Çanakkale’nin Birlik Ruhu Filizleniyor...

19 Mart 2015 Perşembe

Osmanlı tarihinde padişaha biat edip, dini gerçekleri buyruğuna göre çarpıtıp fetva veren şeyhülislamların çokluğu, fetvalarının haklılığa aykırı içerikleri ile ortada... 12 Eylül yasaklı anayasasının hazırlayıcısı hukukçuları, günümüz sivil diktatoryal İktidarlarının icraatlarına katkı veren bilim insanı, kamu görevlileri, yargı üyeleri, toplumu ayrıştıran, çatıştıran, güdümlü medya etkin rollerde, tüm güç odaklarını da aynı kefeye sokabiliriz...
İnsanlık tarihinin yazılmasında dönemeç taşlarından Çanakkale savunmasının, birlik, kardeşlik ruhunu, Kurtuluş savaşı destanının yazılabilmesi, laik Cumhuriyet’in kuruluşu, Atatürk devrimlerinin, Anadolu aydınlanması, uygarlığının yaratılmasındaki katkılarını.. 100. yıldönümünde, biraz daha anlamlı sorgular, kamuoyu gündemine taşır olduğumuzu sevinçle gözlemliyorum... İnsanlık ve ülkemiz adına ayrıştırma, düşmanlık tohumlarının ekilmesi ile yüz yüze kaldığımız yaşamsal sorunlar, insan hakları, hukuk devleti düzeni, insanca yaşamda uçurum geriye gidiş, uygarlık çağına yürüyecekken, çağlar dışı düzene, kirli iç savaş bataklıklarına, vahşete sürüklenişler, ölümüne tehditler... Zamanın ruhunu, insanca yaşam arayışlarını, Çanakkale’nin ruhuna, birlikteliğine yakınlaştırmış olabilir mi?
Doğrusu, İktidarlarının Çanakkale odaklı 13 yıllık, gerçeklerini, işlevini, anlamını boşaltma çabalarını, seferberliğini hafife alma lüksümüz olabilemez. İktidarlarının siyasal İslamcı tüm odaklar, en başta da iki yıl öncesine kadar iktidar ortağı Cemaatle, tarikatlarla işbirliği içinde, kamu kurumları ve kaynaklarını sonuna kadar kullanarak yürütülen seferberliğin anlamını yok sayamayız...

***

Diyanet’in camilerde okuttuğu fetvadaki dinsel içerik, tarihi gerçekleri, işlev sonuçlarını saptırma, Mustafa Kemal’in varlığının bile yok sayılması yeterince düşündürücü.
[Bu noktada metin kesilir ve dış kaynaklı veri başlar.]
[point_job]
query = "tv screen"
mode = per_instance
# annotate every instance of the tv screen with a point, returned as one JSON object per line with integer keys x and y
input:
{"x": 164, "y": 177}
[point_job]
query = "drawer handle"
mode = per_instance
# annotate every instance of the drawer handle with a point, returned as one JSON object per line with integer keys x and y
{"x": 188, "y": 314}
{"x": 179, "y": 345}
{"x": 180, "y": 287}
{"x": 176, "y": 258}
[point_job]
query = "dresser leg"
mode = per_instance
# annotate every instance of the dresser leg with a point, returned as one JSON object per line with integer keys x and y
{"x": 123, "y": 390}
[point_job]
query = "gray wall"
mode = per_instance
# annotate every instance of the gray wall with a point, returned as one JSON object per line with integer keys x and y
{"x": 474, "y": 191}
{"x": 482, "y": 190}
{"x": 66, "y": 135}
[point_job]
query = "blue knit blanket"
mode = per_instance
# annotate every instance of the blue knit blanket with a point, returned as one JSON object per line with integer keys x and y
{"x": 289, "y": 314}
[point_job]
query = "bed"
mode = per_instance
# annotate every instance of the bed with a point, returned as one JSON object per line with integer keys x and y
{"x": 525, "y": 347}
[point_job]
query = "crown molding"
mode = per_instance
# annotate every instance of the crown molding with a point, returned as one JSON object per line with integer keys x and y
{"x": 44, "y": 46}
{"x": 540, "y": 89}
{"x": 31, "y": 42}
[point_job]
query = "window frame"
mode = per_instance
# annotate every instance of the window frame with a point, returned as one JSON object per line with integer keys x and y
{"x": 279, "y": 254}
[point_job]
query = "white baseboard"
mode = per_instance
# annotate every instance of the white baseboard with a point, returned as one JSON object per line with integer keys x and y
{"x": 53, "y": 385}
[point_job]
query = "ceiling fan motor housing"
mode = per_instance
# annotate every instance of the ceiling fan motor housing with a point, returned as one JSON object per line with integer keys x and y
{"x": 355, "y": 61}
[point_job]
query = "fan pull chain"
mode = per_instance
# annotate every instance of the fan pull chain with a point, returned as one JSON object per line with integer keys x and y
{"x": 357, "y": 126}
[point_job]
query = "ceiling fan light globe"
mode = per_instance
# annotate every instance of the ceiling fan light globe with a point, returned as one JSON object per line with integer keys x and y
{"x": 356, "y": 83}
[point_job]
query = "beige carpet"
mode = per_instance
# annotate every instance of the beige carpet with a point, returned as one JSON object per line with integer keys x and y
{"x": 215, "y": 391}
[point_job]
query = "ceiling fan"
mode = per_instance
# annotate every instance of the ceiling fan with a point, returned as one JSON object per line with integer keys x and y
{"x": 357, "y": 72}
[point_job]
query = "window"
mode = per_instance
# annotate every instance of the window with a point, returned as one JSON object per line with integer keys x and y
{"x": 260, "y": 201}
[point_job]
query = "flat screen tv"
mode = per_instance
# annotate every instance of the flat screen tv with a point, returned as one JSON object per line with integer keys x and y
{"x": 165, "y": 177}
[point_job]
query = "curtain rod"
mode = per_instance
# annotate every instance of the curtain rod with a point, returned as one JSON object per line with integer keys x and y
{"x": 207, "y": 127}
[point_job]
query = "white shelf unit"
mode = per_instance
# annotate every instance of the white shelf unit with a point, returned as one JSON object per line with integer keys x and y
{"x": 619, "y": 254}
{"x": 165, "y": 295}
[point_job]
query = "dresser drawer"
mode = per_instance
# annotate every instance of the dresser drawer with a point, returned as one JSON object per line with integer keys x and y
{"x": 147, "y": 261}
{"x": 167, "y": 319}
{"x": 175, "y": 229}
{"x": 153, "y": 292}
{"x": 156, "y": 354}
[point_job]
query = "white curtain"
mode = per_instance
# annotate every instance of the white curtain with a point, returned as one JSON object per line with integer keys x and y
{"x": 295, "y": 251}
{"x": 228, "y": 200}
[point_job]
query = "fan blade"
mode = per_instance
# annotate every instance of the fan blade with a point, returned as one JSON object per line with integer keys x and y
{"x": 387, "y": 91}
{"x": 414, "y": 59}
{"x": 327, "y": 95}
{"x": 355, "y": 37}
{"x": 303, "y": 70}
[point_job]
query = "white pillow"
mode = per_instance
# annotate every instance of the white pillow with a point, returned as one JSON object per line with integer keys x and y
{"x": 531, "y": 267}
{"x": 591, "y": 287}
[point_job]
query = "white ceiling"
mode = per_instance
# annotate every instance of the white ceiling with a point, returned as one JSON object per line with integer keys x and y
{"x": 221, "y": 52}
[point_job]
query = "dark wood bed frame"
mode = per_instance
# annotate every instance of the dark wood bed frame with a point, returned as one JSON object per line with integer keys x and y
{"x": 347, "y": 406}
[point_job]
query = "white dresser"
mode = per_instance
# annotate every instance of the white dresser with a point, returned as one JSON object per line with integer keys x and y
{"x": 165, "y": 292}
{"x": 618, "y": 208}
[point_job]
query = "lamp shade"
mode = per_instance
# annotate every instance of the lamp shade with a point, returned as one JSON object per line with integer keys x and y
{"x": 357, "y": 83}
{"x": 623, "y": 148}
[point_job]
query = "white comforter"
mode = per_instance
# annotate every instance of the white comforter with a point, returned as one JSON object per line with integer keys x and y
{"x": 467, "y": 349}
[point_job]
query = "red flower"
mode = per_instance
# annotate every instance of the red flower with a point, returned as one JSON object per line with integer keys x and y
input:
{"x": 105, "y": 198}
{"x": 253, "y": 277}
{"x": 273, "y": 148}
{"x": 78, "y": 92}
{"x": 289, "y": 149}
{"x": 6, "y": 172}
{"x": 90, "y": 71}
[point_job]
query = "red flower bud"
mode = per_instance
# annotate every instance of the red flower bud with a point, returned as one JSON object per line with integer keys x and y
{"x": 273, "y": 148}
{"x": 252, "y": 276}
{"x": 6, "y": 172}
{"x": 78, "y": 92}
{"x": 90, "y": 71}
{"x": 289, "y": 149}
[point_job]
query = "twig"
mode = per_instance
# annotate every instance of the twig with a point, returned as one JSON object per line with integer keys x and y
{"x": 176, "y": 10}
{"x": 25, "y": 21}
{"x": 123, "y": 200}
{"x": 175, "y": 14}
Vergilerimizden en büyük payı alan Diyanet’in, insan haklarımıza aykırı çalışmalarının, yeni bir suçunun kanıtı. Çanakkale’ye ülkenin her yerinden kamu kaynakları ile taşınan yüz binler, milyonların beyinlerinin hurafelerle yıkanmasının örneklerine tanıklıklar ise ürkütücü... Dini inançlara göre suç hurafelerle, saf, inanmış Müslümanların afyonlanması yalanlarında dur durak bilmediler. Doğaüstü, tanrısal güç, dualarla, savaşı kazandıran hocaların masallarını türettiler.
Çanakkale’nin bu ülkenin hangi alt kimlikten olursa olsun tüm vatandaşlarını sarıp sarmalayan, kucaklayan ruhunun, dünya ve ülkemiz için anlamının, siyasal İslamcı yürüyüşte kullanılmasının sonu gelecek gibi değil... İktidarlarının zorlandığı günümüz gelişmelerinde, kamu kaynakları, belediyeler turlarında gerçek rehberler yerine hurafeleri anlatan hocalarla beyin yıkama, Diyanet’in camiler fetvası, 18 Mart’ın 100. yıl etkinliklerinin tarihleri ile bile oynanarak, İktidar erkine, liderlerine bağlanarak, seçim kampanyasında etkin araç yapılması hâlâ işe yarıyor mu?
En sahibinin sesi ana akım medyasından da, dün gün boyu yapılan canlı yayınlarda bile, Çanakkale’nin ruhunun, yerinde, savaşın yaşandığı topraklardan filizlenişini duyumsamadınız mı? Lozan’ı tanımamış ABD, emperyal güç odaklarının İslam dünyası, Ortadoğu projelerinde köprülerin altından o kadar çok sular aktı ki... Irak, Afganistan işgallerinde destek karşılığı yaratılmış İktidarlarıyla, ılımlı siyasal İslam, yeni Osmanlıcılık projeleri çoktan raflara kaldırıldı. Birlikte Libya projesi fiyasko, Arap baharlarının çelişkilerine, Suriye - İran dengelerinin tersyüz olması eklendi... Paramparça, iç savaşlar projeleri emperyal çıkarlarla bile ters... Barış, kardeşlik arayışları yaşamsal güç kazanıyor. Savaşlar bataklığından ülkemiz insanının yaşamına ulaşan tehditler yeterince ürkütücü... Çanakkale ruhu, Kurtuluş Savaşı, laik Cumhuriyetin kuruluşu, Atatürk devrimlerinin algılanması, barış içinde birlikte yaşama arayışları yükselen değerler...  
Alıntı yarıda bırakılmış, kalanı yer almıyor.